July, 2004. I had the opportunity several months ago to represent the American Psychiatric Association (APA) and testify at the first meeting of a new Committee of the Institute of Medicine (IOM), called “Crossing the Quality Chasm: Adaptation to Mental Health and Addictive Disorders.” Citing the published IOM report, Crossing the Quality Chasm, the Committee identified six aims for the delivery of quality health care—that it be 1) safe, 2) effective, 3) patient-centered, 4) timely, 5) efficient, and 6) equitable. Those presenting testimony were asked to address in what ways healthcare for mental and substance use disorders diverges from these aims, what strategies should be employed to improve these defects in behavioral healthcare quality, and to what issues the IOM Committee should give priority in its study.
The APA had, coincidentally, recently issued its own report, “A Vision for the Mental Health System,” which identified 12 principles for the nation’s mental health system and emphasized the need for improved continuity of care, integration of mental health and substance abuse treatment, patient and family-centered treatment, and equitable health benefits for all patients. These recent developments follow the Surgeon General’s 1999 report on mental health and the 2003 Final Report of the President’s New Freedom Commission on Mental Health, which underscored the mainstream nature of psychiatric disorders and the crucial need to abandon the no longer defensible disconnect between psychiatry and the rest of medicine. As a colleague of mine put it recently, people are finally realizing that the “head bone is connected to the body bone.” A consensus is clearly building that brain disorders are medical disorders, squarely placing our patients in the same rooms as those with medical/surgical illnesses.

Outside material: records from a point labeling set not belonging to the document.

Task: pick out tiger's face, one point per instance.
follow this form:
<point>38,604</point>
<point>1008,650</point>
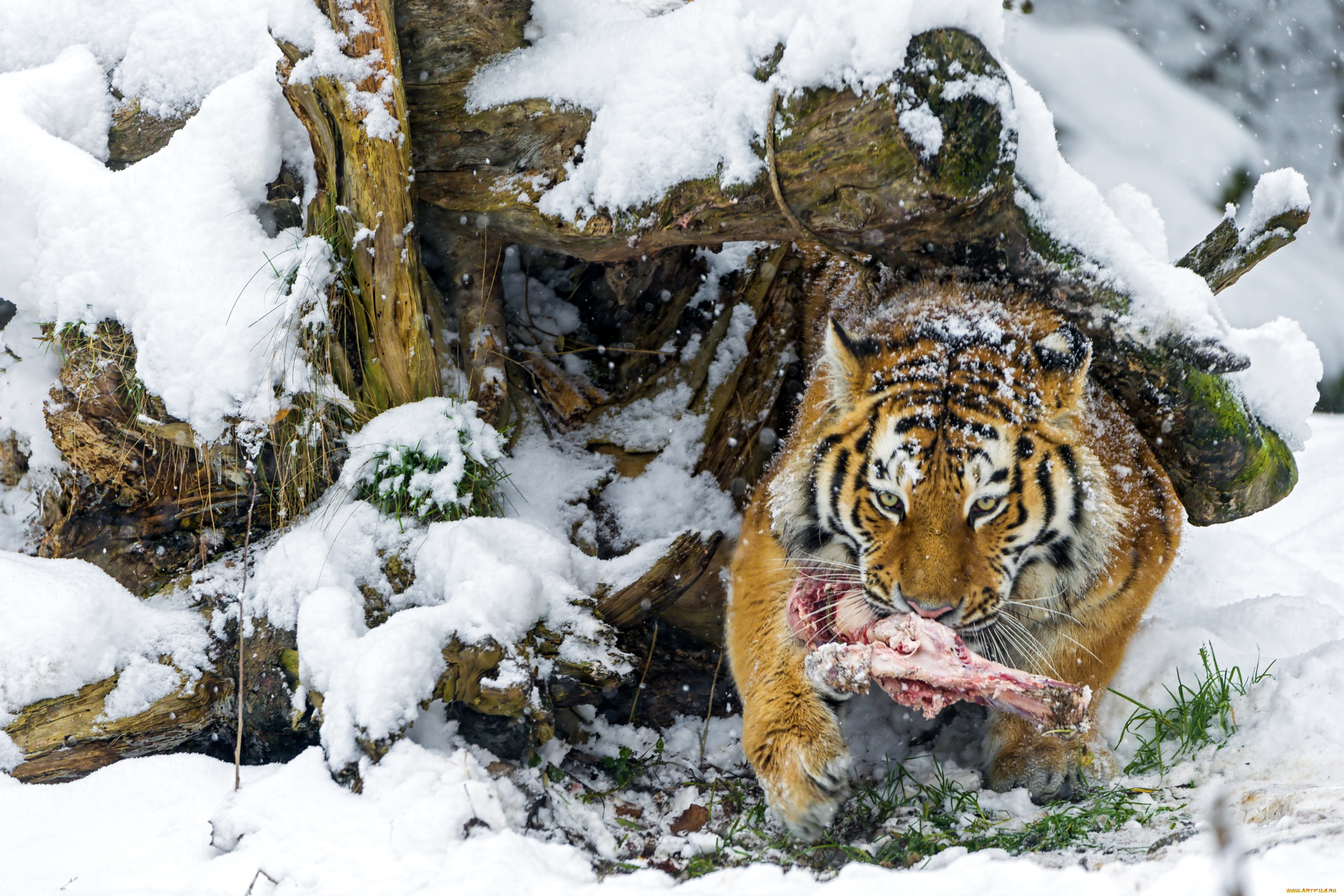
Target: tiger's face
<point>945,477</point>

In my testimony to the IOM Committee, I focused on the importance of “partnerships.” Among the partnerships that are critically important are those between psychiatrists and primary care and family physicians. Gone is the day when we have any business claiming that all patients with psychiatric conditions should be seen only by psychiatrists. There are not enough psychiatrists to handle the workload, patients with psychiatric and substance use disorders often are seen only in primary care, and in many rural areas, the local family doctor is the only game in town. We need to work together as partners, relying on evidence-based practice guidelines, to provide the best possible collaborative care.
These principles are illustrated in this issue of the Journal. As Krakowski and Czobor point out, patients who may be suicidal often present to their family physician with somatic concerns; this study clarifies how to identify suicidal patients, especially those who might also be at risk for violence. The importance of drug-drug interactions is critical in the management of patients on monoamine oxidase inhibitors, as reviewed in an article by Fiedorowicz and Swartz that was the second-place winner in the Journal’s annual resident paper competition. Such interactions include concerns about non-psychiatric medications and dietary ingredients, all of which must be effectively communicated to all physicians participating in the care of the patient. A third paper in this issue, by Levy et al., presents a careful study of the cardiac status and QTc interval in patients on high doses of ziprasidone; this has been an area of potential concern but these results show a substantial safety margin. Finally, Landon and Barlow provide an extensive review of the use of cognitive-behavioral techniques in the treatment of panic disorder, a disorder that is often initially evaluated in a family medicine setting, since presenting symptoms are usually somatic in nature.